Inde: 13 civils tués par les forces de sécurité dans le nord-est

Inde: 13 civils tués par les forces de sécurité dans le nord-est
Treize civils ont été tués dans l'Etat indien du Nagaland dans le nord-est de l'Inde par les forces de sécurité, qui ont ouvert le feu sur un camion puis sur un groupe de personnes qui protestaient contre cet incident

publié le dimanche 05 décembre 2021 à 10h36

Treize civils ont été tués dans l'Etat indien du Nagaland (nord-est) par les forces de sécurité, qui ont ouvert le feu sur un camion puis sur un groupe de personnes qui protestaient contre cet incident, a indiqué dimanche la police.

La fusillade a eu lieu samedi à Oting, dans le district de Mon, frontalier avec la Birmanie. "La situation dans tout le district de Mon est très tendue actuellement. Nous avons 13 morts confirmées", a déclaré Sandeep M. Tamgadge, de la police du Nagaland.

Selon ce policier, six ouvriers ont été tués dans une embuscade tendue par les forces de sécurité alors qu'ils rentraient chez eux en camion dans le village d'Oting.

Des proches des victimes, parties à leur recherche, ont découvert les corps et se sont rendues auprès des forces de sécurité pour demander des explications.

"C'est alors qu'une confrontation a éclaté entre les deux camps et les membres des forces de sécurité ont ouvert le feu, tuant sept autres personnes", a expliqué le responsable de la police.

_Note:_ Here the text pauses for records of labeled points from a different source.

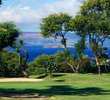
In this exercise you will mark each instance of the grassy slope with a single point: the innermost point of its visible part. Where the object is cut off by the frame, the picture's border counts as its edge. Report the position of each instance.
(64, 87)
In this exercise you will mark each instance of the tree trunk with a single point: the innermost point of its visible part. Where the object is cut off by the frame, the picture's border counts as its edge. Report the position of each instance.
(96, 58)
(98, 65)
(69, 64)
(78, 65)
(20, 64)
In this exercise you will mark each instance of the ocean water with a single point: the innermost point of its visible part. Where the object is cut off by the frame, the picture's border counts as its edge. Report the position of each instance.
(35, 51)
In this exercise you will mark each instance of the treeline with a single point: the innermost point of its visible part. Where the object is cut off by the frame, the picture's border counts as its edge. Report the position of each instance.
(47, 64)
(92, 21)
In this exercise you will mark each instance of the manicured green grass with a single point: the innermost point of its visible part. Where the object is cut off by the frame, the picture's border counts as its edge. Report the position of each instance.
(64, 87)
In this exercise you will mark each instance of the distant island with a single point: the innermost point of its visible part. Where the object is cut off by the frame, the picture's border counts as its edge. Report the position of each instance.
(55, 46)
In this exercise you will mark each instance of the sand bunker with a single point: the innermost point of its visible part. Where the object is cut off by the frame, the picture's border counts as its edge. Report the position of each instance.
(23, 96)
(19, 80)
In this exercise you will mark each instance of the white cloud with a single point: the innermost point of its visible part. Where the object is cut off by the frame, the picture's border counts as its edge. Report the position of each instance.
(29, 19)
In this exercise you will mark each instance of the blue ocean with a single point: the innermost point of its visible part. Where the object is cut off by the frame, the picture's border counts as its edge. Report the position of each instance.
(35, 51)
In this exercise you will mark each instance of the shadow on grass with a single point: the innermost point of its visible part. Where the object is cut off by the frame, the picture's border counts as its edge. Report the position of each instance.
(41, 76)
(59, 90)
(59, 80)
(57, 75)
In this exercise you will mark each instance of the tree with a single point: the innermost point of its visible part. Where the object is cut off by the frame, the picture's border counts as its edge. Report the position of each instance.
(22, 64)
(55, 25)
(8, 33)
(79, 47)
(92, 18)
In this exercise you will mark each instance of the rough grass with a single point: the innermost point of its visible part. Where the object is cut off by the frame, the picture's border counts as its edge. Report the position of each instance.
(64, 87)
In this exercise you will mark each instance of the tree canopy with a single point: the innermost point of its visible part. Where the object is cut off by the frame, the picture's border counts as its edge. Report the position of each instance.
(56, 25)
(8, 33)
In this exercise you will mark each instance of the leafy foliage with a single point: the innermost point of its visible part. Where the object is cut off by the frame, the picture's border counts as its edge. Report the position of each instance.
(8, 33)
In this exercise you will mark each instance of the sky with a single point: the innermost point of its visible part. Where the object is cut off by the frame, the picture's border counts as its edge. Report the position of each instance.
(27, 14)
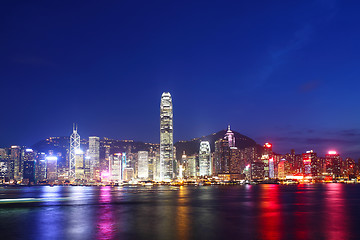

Dans un communiqué, l'armée indienne a expliqué avoir agi sur la base de "renseignements crédibles", et qu'elle était en fait à la poursuite d'un groupe d'insurgés agissant dans le secteur.


Un membre des forces de sécurité a été tué et plusieurs autres blessés dans l'incident, a-t-elle précisé. "La cause de cette regrettable perte de vies humaines fait l'objet d'une enquête au plus haut niveau et des mesures appropriées seront prises conformément à la loi", assure le communiqué.

Ce communiqué ne précise pas si les auteurs des tirs faisaient partie de l'armée indienne, ou bien d'une autre force de police ou paramilitaire.

Le Premier ministre du Nagaland, Neiphiu Rio, a lancé un appel au calme et a lui aussi annoncé une enquête sur cet incident "hautement condamnable".